Troubleshooting File Masking Performance Issues (KBA6796)
KBA
KBA# 6796At a Glance
Summary: | Below are Performance troubleshooting steps for File Masking. This covers both On-The-Fly (OTF) and In-Place (IP) and different types of connections - including FTP, SFTP, and File Mounts. |
---|---|
DIY Investigation: | These are troubleshooting steps that you can do:
|
Support Investigation: | If Delphix Support should investigate the performance, these are the steps:
|
Bottlenecks and actions: | These are possible bottlenecks and next actions: File Input:
Masking:
Sort (up to 6.0.3 only):
File Output:
|
Applicable Delphix Versions
- Click here to view the versions of the Delphix engine to which this article applies
-
Major Release All Sub Releases 6.0 6.0.0.0, 6.0.1.0, 6.0.1.1, 6.0.2.0, 6.0.2.1, 6.0.3.0, 6.0.3.1, 6.0.4.0, 6.0.4.1, 6.0.4.2, 6.0.5.0 5.3
5.3.0.0, 5.3.0.1, 5.3.0.2, 5.3.0.3, 5.3.1.0, 5.3.1.1, 5.3.1.2, 5.3.2.0, 5.3.3.0, 5.3.3.1, 5.3.4.0, 5.3.5.0 5.3.6.0, 5.3.7.0, 5.3.7.1, 5.3.8.0, 5.3.8.1, 5.3.9.0 5.2
5.2.2.0, 5.2.2.1, 5.2.3.0, 5.2.4.0, 5.2.5.0, 5.2.5.1, 5.2.6.0, 5.2.6.1
5.1
5.1.0.0, 5.1.1.0, 5.1.2.0, 5.1.3.0, 5.1.4.0, 5.1.5.0, 5.1.5.1, 5.1.6.0, 5.1.7.0, 5.1.8.0, 5.1.8.1, 5.1.9.0, 5.1.10.0
5.0
5.0.1.0, 5.0.1.1, 5.0.2.0, 5.0.2.1, 5.0.2.2, 5.0.2.3, 5.0.3.0, 5.0.3.1, 5.0.4.0, 5.0.4.1 ,5.0.5.0, 5.0.5.1, 5.0.5.2, 5.0.5.3, 5.0.5.4
4.3
4.3.1.0, 4.3.2.0, 4.3.2.1, 4.3.3.0, 4.3.4.0, 4.3.4.1, 4.3.5.0
4.2
4.2.0.0, 4.2.0.3, 4.2.1.0, 4.2.1.1, 4.2.2.0, 4.2.2.1, 4.2.3.0, 4.2.4.0 , 4.2.5.0, 4.2.5.1
4.1
4.1.0.0, 4.1.2.0, 4.1.3.0, 4.1.3.1, 4.1.3.2, 4.1.4.0, 4.1.5.0, 4.1.6.0
File Masking Performance
This Knowledge Article will look at how to troubleshoot File Masking Performance. Since On-The-Fly and In-Place File masking are exactly the same except the final Rename step in IP masking, this document covers both.
Connection methods covered are FTP, SFTP, and File Mounts.
The steps in this guide can be performed with available tools and will help to determine and answer the following questions:
- Is the bottleneck reading the data (File In)?
- Is the bottleneck the masking operation (algorithms and number of fields)?
- Is the bottleneck the output (File Out)?
File Masking Best Practice - OTF and IP
The File Masking process between On-The-Fly (OTF) and In-Place (IP) is only different in the last stage where IP has a Rename (Overwrite) step.
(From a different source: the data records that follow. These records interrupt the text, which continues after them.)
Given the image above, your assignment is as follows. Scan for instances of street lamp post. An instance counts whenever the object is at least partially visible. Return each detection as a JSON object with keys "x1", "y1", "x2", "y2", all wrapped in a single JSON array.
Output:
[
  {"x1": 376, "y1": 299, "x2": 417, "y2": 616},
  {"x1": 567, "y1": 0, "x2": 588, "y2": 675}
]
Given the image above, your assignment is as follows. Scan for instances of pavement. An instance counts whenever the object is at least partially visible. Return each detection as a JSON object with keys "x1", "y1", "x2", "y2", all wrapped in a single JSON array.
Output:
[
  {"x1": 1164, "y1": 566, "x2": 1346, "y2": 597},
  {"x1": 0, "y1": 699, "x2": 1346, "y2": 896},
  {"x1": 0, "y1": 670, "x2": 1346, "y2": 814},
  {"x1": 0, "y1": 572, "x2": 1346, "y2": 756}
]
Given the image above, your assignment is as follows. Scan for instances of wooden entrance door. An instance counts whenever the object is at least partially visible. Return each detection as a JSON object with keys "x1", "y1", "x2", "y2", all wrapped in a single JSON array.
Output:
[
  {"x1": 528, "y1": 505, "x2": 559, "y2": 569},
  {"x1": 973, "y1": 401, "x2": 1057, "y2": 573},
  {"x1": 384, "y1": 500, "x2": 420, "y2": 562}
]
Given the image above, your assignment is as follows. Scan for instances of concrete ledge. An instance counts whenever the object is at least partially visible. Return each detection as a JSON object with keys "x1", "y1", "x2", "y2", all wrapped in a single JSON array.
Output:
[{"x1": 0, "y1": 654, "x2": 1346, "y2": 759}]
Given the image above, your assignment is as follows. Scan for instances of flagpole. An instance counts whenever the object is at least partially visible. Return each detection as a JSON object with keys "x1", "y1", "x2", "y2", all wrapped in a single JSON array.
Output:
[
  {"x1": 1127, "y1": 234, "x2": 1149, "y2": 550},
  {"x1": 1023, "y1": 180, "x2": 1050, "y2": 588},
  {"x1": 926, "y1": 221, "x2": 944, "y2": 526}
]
All other stages are the same.
From a performance perspective, the Best Practice for File Masking is to use OTF Masking.
For FTP and SFTP, how the rename in IP Masking will be executed depends on the implementation of the (S)FTP Software. It can be that the file needs to be transferred over the network again in order to be renamed. This will add significantly to the execution duration.
Performance factors
The performance factors are:
- The Masked File:
- File Format - the number of masked fields and type of algorithms.
- File Size - the number of bytes per row.
- Network - latency and throughput.
- Masking Engine - the CPU performance (GHz and number of CPUs).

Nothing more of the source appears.